Capitalism went further still: work became the very core of identity. You worked to earn, earned to consume, consumed to find purpose and were told you’d never quite arrived. Because there was always more to want, more to chase, more to prove.

The Purpose Crisis: A Society Adrift

Today, many are beginning to question that old story. Rising burnout, “quiet quitting” and disillusionment reflect a deeper truth: tying purpose solely to labour has left people spiritually undernourished.

What happens when you give your life to work and still feel empty?

What happens when AI arrives to do that work faster, cheaper and without fatigue?

The Illusion of “More”

The pursuit of “more” has shaped modern life, but it has also masked what truly gives it meaning.

On the Indonesian island of Sumba, near Bali, people live simply and in harmony with their environment.

With little in the way of material possessions, their lives overflow with connection, ritual, and belonging.

Purpose there is not tied to output or status, but to relationships with each other, with the land and with the sacred rhythms of life.

It is a reminder: for most of human history, we have known how to live meaningfully with far less. Purpose has never required busyness or accumulation. It has required presence.

The AI Disruption: A New Question

AI is not just changing how we work, it is reshaping why we work.

As automation increasingly handles what once defined our days, it disrupts the long-held belief that labour is our only path to meaning.

Even tech experts describe the shift as “profound and a little bit scary.” AI may bring shorter workweeks, earlier retirements and vast changes to employment. But beneath these practical implications lies something more fundamental:

If work no longer defines who we are, what will?

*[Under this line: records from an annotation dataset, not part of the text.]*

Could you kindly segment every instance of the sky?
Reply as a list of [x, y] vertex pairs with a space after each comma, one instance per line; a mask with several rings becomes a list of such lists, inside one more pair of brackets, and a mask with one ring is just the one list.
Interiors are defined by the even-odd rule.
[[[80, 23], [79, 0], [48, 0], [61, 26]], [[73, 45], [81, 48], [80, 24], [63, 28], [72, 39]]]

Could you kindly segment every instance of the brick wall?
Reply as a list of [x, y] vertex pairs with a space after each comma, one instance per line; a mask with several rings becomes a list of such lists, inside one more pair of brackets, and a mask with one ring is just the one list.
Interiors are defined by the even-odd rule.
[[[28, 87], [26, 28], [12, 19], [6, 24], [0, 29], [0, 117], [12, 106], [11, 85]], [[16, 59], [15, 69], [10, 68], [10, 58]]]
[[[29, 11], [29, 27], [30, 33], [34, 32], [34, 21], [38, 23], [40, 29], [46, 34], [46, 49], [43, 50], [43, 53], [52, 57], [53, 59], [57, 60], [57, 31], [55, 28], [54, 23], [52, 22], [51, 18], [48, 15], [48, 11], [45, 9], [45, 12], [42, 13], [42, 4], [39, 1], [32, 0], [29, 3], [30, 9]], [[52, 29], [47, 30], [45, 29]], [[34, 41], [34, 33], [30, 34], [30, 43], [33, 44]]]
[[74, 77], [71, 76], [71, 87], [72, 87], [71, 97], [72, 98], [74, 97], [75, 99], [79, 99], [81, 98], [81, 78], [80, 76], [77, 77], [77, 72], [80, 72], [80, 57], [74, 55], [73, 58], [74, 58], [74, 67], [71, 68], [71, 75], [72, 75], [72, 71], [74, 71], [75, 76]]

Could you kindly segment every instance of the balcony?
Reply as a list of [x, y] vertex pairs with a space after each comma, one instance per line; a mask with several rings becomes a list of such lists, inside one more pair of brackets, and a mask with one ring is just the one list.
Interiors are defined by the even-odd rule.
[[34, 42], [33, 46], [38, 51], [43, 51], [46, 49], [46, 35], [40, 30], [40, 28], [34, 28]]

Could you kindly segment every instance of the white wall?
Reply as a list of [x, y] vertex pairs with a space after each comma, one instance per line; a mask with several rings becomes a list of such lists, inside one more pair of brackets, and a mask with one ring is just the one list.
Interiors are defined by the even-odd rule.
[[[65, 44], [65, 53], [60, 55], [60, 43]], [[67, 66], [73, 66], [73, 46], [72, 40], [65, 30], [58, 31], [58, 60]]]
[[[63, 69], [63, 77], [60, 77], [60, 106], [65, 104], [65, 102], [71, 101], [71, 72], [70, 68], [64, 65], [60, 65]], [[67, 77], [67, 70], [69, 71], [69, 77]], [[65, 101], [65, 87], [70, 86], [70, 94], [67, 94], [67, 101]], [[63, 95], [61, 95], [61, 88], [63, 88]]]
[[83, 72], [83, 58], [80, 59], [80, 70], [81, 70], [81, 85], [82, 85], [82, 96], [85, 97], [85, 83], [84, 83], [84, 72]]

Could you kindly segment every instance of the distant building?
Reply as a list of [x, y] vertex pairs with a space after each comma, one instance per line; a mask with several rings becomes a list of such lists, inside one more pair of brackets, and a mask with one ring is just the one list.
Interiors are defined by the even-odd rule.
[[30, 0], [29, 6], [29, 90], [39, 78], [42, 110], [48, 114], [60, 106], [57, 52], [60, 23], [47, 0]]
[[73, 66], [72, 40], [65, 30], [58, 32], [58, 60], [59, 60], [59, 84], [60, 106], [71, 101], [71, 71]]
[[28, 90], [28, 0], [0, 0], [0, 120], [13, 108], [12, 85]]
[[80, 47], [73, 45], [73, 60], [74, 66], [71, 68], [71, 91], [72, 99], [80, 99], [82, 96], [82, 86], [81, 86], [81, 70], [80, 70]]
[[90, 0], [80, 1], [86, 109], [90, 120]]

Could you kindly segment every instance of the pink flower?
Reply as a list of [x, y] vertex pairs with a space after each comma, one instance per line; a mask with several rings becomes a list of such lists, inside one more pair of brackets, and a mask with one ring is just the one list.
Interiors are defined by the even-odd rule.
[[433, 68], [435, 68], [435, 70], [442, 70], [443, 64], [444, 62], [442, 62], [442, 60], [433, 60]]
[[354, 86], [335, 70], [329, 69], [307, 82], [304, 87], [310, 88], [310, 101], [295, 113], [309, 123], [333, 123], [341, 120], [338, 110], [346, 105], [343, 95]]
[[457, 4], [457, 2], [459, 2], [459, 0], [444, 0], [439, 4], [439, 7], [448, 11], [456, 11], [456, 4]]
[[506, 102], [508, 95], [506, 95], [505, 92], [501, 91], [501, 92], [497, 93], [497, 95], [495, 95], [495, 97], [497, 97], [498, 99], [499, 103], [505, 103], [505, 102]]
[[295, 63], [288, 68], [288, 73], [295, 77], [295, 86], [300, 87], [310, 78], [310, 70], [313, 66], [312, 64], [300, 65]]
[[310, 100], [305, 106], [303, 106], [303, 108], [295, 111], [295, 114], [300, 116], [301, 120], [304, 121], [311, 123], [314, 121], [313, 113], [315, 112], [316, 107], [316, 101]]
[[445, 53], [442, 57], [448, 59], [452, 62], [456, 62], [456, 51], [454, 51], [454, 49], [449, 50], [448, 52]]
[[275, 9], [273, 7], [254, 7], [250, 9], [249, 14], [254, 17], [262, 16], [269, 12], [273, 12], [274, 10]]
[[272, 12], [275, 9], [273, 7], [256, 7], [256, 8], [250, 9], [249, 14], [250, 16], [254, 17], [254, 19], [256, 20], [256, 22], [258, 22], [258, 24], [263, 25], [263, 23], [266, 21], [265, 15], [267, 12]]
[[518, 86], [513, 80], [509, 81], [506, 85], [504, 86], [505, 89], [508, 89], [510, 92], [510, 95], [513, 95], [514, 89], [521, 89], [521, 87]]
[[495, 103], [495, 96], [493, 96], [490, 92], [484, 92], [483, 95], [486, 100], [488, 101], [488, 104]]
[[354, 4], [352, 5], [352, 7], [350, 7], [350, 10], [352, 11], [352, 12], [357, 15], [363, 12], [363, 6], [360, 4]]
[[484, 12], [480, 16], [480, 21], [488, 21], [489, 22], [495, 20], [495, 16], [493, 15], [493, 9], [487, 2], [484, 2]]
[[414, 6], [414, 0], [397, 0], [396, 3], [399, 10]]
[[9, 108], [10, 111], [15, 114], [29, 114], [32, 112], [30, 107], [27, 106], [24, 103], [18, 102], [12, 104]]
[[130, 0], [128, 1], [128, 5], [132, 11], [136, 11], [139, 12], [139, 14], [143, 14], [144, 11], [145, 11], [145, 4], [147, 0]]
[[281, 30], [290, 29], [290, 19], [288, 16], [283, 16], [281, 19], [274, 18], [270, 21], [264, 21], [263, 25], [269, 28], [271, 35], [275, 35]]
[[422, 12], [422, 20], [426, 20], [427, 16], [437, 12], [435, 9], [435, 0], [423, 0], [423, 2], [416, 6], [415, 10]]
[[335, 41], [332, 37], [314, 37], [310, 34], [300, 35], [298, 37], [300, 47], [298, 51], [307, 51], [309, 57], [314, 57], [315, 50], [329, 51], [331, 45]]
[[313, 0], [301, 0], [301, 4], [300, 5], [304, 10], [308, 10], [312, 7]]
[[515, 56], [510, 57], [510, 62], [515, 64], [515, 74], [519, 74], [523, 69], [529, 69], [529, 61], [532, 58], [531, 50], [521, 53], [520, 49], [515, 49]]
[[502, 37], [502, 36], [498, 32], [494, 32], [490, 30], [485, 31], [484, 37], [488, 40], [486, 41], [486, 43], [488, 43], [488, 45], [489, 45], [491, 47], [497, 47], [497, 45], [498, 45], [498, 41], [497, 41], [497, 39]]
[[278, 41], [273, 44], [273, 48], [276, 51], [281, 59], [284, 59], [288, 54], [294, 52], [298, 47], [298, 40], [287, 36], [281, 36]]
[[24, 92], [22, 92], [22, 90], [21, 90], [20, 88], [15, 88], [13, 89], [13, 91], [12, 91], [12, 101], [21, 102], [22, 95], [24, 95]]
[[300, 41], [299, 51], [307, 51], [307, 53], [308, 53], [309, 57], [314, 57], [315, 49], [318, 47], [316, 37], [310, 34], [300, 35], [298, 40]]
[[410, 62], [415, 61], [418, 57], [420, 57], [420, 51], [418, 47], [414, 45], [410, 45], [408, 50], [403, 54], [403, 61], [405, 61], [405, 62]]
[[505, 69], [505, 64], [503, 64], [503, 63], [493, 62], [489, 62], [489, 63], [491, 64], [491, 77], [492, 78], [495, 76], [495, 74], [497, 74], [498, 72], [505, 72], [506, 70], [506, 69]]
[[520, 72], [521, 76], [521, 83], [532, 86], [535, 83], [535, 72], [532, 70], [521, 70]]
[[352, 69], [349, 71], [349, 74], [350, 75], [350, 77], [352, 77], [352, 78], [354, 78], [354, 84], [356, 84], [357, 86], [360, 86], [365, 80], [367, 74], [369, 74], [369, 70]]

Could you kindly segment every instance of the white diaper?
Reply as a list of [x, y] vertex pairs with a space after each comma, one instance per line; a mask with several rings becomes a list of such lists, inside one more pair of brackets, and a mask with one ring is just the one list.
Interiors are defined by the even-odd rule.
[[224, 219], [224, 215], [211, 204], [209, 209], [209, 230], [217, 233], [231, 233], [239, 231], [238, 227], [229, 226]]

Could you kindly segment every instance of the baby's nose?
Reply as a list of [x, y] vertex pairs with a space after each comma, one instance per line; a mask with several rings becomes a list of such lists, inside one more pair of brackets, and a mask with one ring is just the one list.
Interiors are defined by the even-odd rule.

Purpose Beyond Productivity

Perhaps the answer isn’t new; it’s something older we’ve forgotten.

Purpose doesn’t begin with production. It begins with being human.

It comes from:

  • Connection: with people, places, and ideas

  • Creation: expressing beauty, meaning, and originality

  • Contribution: giving time, care and support

  • Growth: learning, healing and becoming

  • Wonder: experiencing awe, seeking truth

Work has always been just one avenue to these deeper sources. Now, freed from the survival-driven imperative to work endlessly, we may rediscover them in new ways.

What Comes Next?

We’re entering a time of great unlearning and great remembering.

A time to loosen the grip of productivity as our only metric of worth. A time to remember that purpose is not assigned by titles or salaries, but discovered in curiosity, connection and care.

The way people live in remote islands teaches us that fulfilment is not born from excess, but from enoughness.

The future, perhaps, is not about building more, but about remembering what already matters.

Let us not wait for AI to take over to ask the questions we’ve always needed to ask.

Let us reimagine purpose on our own terms and reclaim the stillness, the slowness and the wonder that makes life truly rich.

What do you think? How will we find meaning as work fades from the centre of our lives?

Sources:

  • Caredda, S. (2020). A brief history of work.

  • Encyclopaedia Britannica. (n.d.). Work: Economics.

  • Gates, B. (2024). The age of AI has begun.

  • Lena Peller. (2024). Purpose: Re-purposing the meaning of work in our life.

  • Lifeline Australia. (n.d.). Finding purpose and meaning in your work.

  • Notre Dame Center for Social Concerns. (2024). Purpose in work and life.

  • Revisiontown. (n.d.). What is work? Exploring the meaning, history, and future of work in America.

  • Zubieta, R., & Iancu, D. (2019). The evolution of the meaning of work.